Обсуждая вопрос о возможном использовании постконди­ционирования в комплексной профилактике реперфузионных повреждений сердца, необходимо остановиться на возрастных особенностях этого адаптивного феномена и его проявлениях в модельных экспериментах, максимально приближенных к клинике.

Американские ученые К. Przyklenk и соавт. [56], выпол­няя сравнительные эксперименты на сердцах, изолирован­ных из организма 4-месячных мышей (взрослые особи) или 24-месячных мышей (старые особи), выяснили, что в условиях ишемии-реперфузии посткондиционирование оказывало кар- диопротекторный эффект только у взрослых особей и не вли­яло на размер инфаркта у старых животных. Следовательно, старение может быть серьезным препятствием к реализации кардиопротекторного эффекта посткондиционирования.

В свою очередь физиологи из Афин установили, что у кро­ликов с гиперхолестеринемией посткондиционирование не влияет на размер инфаркта [5]. Китайские исследователи в экспериментах на мини-свиньях с гиперхолестеринемией показали, что дислипидемия препятствует формированию кардиопротекторного эффекта посткондиционирования [9]. Вместе с тем, по данным исследователей из Аргентины [29], инфаркт-лимитирующий эффект посткондиционирования у животных с атеросклерозом сохраняется в полном объеме. Причина подобного противоречия неясна. Таким образом, старение и гиперхолестеринемия могут быть серьезным пре­пятствием к реализации феномена посткондиционирования.

Убедительные аргументы в отношении прикладного использования феномена посткондиционирования могли дать только клинические наблюдения. Данные первого подобного исследования были опубликованы в 2005 г. [16]. Больные с ост­рым ИМ (ОИМ) с подъемом сегмента ST после стентирования коронарных артерий были рандомизированы на 2 группы по 15 человек.
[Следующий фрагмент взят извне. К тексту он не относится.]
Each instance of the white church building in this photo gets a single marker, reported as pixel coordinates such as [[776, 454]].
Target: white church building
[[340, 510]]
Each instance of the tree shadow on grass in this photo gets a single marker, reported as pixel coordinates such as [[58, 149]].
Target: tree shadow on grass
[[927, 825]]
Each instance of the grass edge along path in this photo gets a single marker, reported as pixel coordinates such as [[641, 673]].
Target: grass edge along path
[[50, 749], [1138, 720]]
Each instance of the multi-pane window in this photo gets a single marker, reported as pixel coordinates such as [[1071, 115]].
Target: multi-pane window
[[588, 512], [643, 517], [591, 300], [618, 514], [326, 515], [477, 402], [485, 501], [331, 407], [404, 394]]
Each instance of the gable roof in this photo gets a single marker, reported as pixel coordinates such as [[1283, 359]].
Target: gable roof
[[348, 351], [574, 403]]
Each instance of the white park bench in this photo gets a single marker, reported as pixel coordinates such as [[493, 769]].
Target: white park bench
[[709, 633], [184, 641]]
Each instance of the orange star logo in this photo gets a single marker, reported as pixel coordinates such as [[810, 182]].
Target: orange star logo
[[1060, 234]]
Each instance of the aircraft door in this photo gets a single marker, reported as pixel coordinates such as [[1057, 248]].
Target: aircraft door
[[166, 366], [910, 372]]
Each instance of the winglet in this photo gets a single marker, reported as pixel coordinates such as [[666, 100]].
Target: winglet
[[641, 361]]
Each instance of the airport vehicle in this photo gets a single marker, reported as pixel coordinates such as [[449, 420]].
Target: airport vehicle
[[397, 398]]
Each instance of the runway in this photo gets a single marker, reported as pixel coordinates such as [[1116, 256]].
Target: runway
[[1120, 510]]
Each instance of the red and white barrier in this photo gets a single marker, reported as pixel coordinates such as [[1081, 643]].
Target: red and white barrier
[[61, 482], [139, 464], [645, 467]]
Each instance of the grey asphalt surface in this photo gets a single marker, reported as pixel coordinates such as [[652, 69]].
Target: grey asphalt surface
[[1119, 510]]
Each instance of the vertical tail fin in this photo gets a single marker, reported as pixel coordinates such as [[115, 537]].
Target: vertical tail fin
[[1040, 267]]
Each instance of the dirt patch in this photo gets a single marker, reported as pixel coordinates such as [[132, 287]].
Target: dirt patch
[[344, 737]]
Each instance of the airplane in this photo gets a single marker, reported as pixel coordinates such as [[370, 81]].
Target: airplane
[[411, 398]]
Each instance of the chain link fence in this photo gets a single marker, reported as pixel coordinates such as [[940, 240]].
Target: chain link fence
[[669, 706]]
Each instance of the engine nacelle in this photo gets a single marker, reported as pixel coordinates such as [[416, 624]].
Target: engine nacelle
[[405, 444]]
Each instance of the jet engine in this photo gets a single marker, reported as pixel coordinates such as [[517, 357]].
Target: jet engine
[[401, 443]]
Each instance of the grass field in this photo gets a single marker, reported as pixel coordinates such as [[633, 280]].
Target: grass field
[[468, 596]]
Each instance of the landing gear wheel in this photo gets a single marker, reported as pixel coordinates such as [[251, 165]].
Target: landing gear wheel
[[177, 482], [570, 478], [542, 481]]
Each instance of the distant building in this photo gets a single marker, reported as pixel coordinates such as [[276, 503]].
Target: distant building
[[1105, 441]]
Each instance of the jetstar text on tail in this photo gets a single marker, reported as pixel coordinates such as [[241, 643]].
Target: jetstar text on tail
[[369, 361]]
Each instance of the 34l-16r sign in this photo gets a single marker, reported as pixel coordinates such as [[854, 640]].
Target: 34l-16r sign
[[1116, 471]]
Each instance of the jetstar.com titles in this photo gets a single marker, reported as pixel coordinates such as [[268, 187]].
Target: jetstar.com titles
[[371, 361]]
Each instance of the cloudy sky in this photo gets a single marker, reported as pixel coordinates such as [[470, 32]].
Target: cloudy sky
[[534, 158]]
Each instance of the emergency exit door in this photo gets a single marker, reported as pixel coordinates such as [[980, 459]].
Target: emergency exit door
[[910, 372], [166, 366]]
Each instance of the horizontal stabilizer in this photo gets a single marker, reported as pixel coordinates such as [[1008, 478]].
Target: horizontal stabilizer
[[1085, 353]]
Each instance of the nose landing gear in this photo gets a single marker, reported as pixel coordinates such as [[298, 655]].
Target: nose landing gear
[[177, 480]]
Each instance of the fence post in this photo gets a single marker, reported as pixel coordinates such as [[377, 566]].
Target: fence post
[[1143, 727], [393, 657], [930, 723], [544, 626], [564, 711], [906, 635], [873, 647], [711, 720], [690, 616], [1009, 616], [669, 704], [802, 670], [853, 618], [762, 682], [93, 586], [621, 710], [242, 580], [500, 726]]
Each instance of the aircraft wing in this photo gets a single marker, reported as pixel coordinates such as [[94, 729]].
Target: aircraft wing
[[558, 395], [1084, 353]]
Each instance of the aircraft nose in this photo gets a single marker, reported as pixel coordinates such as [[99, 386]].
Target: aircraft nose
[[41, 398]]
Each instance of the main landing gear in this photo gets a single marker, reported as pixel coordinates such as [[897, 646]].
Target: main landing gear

В контрольной группе вмешательство было ограничено стентированием. В основной группе пациенты после ангиопластики были подвергнуты посткондициониро­ванию с помощью 4 эпизодов реперфузии (по 1 мин с таким же интервалом) на фоне ишемии, смоделированной при помо­щи раздувания интракоронарного баллона. Оказалось, что посткондиционирование обеспечивает уменьшение уровня КФК в крови пациентов на 36% и ослабляет проявления фено­мена no-reflow [16]. Каких-либо побочных эффектов посткон­диционирования авторы работы не обнаружили. Эти данные позднее были подтверждены в репрезентативных клиничес­ких исследованиях китайских кардиологов, подтвердивших кардиопротекторный, антиоксидантный и положительный инотропный эффекты посткондиционирования у больных ОИМ [57]. Американские ученые C.E. Darling и соавт., выпол­нив ретроспективный анализ эффективности коронарной ангиопластики у пациентов с ОИМ, обнаружили, что резуль­тат стентирования существенно зависит от числа баллонных дилатаций коронарных артерий в процессе ангиопластики. Оказалось, что при достижении реваскуляризации с помо­щью 4 раздуваний баллона и более пик КФК в сыворотке крови был достоверно ниже, чем у больных с меньшим числом таких манипуляций. Исследователи расценили эти данные как доказательство существования феномена посткондицио­нирования [58].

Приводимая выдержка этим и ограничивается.